Optionally, you can set up assertions to automatically assess the output for correctness.

Step 5: Run the comparison

With everything configured, run the evaluation using the promptfoo CLI:

npx promptfoo@latest eval

This command will execute each test case against each configured model and record the results.
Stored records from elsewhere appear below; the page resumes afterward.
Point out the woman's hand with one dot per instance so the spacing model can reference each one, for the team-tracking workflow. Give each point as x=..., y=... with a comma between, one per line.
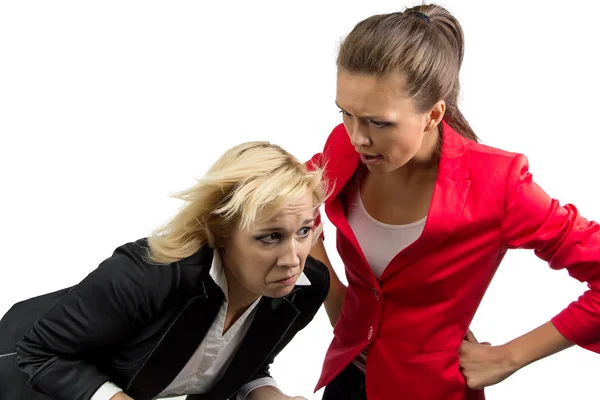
x=270, y=393
x=120, y=396
x=483, y=364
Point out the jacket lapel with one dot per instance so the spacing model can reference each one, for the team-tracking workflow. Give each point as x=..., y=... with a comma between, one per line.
x=181, y=338
x=273, y=319
x=449, y=196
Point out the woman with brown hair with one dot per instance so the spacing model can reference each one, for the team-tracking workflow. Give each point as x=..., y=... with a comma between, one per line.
x=424, y=216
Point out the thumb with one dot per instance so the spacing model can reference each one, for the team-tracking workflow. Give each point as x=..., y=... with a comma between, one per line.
x=469, y=337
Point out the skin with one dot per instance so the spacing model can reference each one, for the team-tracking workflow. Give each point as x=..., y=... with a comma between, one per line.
x=381, y=120
x=257, y=259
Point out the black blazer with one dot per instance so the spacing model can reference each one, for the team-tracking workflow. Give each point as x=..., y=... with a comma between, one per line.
x=137, y=324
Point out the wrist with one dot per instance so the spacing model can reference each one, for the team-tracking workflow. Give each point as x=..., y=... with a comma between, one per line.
x=513, y=357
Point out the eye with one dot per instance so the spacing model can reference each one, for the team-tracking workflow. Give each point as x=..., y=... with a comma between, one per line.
x=378, y=124
x=345, y=113
x=304, y=232
x=271, y=238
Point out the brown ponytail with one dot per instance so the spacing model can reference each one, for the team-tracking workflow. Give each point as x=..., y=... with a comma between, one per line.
x=425, y=43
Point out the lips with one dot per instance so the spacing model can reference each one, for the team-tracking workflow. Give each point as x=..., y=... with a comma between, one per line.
x=287, y=280
x=370, y=159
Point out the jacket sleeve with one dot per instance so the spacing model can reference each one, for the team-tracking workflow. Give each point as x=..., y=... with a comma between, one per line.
x=563, y=238
x=112, y=302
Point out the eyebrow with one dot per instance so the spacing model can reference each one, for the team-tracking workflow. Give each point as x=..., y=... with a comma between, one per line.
x=279, y=229
x=363, y=116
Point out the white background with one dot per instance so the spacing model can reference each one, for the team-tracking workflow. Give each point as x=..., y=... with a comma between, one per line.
x=107, y=107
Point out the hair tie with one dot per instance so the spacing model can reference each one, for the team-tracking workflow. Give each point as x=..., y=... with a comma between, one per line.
x=421, y=15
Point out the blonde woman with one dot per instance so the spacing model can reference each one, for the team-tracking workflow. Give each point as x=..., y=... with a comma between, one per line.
x=201, y=308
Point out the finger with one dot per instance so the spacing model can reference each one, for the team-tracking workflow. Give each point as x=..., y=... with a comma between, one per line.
x=470, y=337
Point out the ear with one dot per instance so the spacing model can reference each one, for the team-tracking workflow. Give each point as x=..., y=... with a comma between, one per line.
x=435, y=115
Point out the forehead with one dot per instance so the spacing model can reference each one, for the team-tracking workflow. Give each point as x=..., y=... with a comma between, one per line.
x=300, y=209
x=369, y=94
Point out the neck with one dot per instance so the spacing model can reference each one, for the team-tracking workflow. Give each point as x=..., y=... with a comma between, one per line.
x=424, y=165
x=240, y=298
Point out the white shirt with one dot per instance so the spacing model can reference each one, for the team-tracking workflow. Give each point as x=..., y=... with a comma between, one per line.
x=379, y=242
x=215, y=352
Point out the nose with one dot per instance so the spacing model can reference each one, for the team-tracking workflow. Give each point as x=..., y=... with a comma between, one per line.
x=289, y=256
x=357, y=134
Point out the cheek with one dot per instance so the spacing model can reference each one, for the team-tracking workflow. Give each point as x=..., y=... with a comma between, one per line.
x=405, y=142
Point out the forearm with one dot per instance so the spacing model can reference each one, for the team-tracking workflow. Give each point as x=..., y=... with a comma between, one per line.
x=535, y=345
x=337, y=290
x=266, y=393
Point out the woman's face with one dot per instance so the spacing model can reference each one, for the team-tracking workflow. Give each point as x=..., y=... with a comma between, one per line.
x=382, y=122
x=267, y=259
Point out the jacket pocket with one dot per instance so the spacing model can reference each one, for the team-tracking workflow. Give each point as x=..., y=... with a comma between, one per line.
x=433, y=356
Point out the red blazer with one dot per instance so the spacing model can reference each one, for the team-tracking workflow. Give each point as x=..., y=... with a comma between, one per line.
x=413, y=319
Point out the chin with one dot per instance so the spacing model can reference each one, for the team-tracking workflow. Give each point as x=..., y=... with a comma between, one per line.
x=279, y=292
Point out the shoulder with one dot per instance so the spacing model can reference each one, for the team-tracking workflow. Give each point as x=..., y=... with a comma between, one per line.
x=313, y=295
x=317, y=273
x=493, y=164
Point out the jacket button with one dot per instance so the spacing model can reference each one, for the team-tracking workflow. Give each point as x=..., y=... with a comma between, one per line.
x=376, y=294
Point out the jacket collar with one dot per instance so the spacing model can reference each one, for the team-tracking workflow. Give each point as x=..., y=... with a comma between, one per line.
x=449, y=196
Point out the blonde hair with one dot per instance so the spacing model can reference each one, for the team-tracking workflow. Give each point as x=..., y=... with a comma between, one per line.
x=247, y=184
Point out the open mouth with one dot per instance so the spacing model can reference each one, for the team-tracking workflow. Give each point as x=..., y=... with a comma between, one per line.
x=370, y=159
x=286, y=281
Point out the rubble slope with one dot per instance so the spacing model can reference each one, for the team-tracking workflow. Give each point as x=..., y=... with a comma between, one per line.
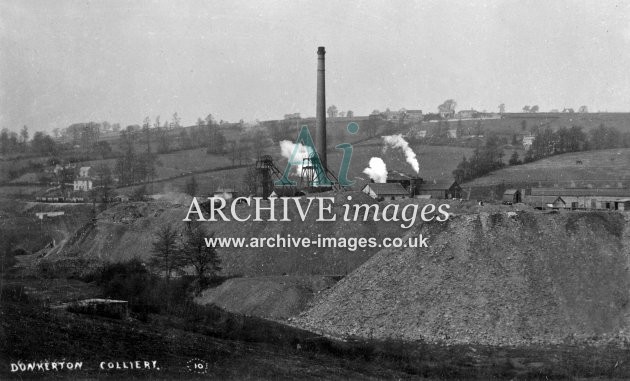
x=493, y=278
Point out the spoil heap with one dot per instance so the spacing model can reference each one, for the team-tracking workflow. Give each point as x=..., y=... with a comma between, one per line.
x=502, y=278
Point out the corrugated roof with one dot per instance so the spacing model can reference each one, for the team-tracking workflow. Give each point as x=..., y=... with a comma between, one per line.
x=582, y=192
x=538, y=200
x=387, y=188
x=438, y=185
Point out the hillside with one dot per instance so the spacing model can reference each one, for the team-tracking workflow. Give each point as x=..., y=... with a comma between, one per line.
x=603, y=168
x=490, y=278
x=126, y=231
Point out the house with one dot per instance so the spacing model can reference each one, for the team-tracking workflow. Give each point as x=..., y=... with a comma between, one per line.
x=441, y=189
x=84, y=171
x=284, y=191
x=41, y=215
x=544, y=202
x=447, y=114
x=84, y=181
x=528, y=141
x=414, y=115
x=121, y=198
x=512, y=196
x=410, y=183
x=588, y=198
x=466, y=114
x=225, y=193
x=386, y=191
x=622, y=204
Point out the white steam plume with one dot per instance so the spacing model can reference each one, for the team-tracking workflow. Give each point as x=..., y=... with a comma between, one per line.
x=397, y=141
x=377, y=170
x=304, y=152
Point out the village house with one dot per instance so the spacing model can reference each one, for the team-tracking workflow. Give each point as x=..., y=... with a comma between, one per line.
x=589, y=198
x=466, y=114
x=84, y=181
x=225, y=193
x=545, y=202
x=413, y=115
x=528, y=141
x=444, y=189
x=386, y=191
x=512, y=196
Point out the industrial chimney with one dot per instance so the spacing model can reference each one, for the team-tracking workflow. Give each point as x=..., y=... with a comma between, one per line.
x=320, y=116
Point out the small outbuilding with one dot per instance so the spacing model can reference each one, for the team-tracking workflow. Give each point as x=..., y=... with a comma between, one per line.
x=512, y=196
x=441, y=189
x=386, y=191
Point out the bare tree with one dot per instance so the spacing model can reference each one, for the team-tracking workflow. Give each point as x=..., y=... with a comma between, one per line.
x=191, y=186
x=196, y=253
x=447, y=109
x=332, y=111
x=167, y=257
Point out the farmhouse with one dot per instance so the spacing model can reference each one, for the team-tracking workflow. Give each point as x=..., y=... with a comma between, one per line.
x=225, y=193
x=512, y=196
x=413, y=115
x=588, y=198
x=41, y=215
x=386, y=191
x=441, y=189
x=528, y=141
x=466, y=114
x=410, y=183
x=84, y=181
x=544, y=202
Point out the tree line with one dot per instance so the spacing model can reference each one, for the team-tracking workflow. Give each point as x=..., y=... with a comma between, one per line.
x=548, y=142
x=174, y=250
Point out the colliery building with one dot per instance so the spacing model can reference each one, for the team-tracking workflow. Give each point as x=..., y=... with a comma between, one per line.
x=445, y=189
x=581, y=198
x=386, y=191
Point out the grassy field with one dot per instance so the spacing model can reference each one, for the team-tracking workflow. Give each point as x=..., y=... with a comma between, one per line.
x=604, y=168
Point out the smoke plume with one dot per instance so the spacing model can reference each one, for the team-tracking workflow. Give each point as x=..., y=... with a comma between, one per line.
x=377, y=170
x=397, y=141
x=304, y=152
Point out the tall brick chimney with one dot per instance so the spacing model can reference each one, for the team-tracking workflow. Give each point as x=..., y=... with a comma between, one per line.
x=320, y=116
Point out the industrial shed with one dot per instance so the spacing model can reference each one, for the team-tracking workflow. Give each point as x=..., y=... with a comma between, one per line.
x=588, y=198
x=546, y=202
x=441, y=189
x=512, y=196
x=386, y=191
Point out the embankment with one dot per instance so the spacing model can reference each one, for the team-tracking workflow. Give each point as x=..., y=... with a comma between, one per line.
x=490, y=278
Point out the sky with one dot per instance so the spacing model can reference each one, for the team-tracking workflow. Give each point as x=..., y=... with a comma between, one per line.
x=64, y=62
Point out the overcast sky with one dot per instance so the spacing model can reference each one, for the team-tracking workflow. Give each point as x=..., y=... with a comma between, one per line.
x=63, y=62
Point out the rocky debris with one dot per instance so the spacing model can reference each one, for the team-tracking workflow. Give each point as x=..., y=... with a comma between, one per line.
x=489, y=278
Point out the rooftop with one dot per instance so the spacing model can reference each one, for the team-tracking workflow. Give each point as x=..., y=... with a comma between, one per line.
x=387, y=188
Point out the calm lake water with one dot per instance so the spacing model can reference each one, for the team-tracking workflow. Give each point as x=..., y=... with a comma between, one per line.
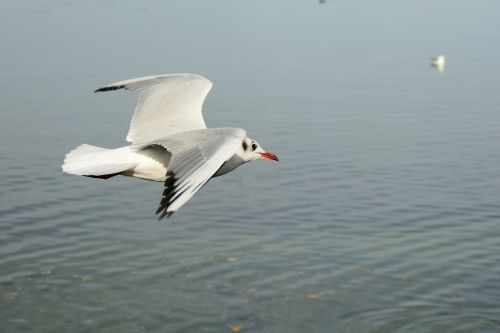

To visualize the results, use the promptfoo viewer:

npx promptfoo@latest view

It will show results like so:

mixtral and gpt comparison

You can also output the results to a file in various formats, such as JSON, YAML, or CSV:

npx promptfoo@latest eval -o results.csv


The comparison will provide you with a side-by-side performance view of Mixtral, GPT-3.5, and GPT-4 based on your test cases. Use this data to make informed decisions about which LLM best suits your application.

Contrast this with public benchmarks from the Chatbot Arena leaderboard:

ModelArena ratingMT-bench score

While public benchmarks tell you how these models perform on generic tasks, they are no substitute for running a benchmark on your own data and use cases.

The examples above highlighted a few cases where GPT outperforms Mixtral: notably, GPT-4 was better at following JSON output instructions. But, GPT 3.5 had the highest eval score because of the latency requirements that we added to one of the test cases. Overall, the best choice is going to depend largely on the test cases that you construct and your own application constraints.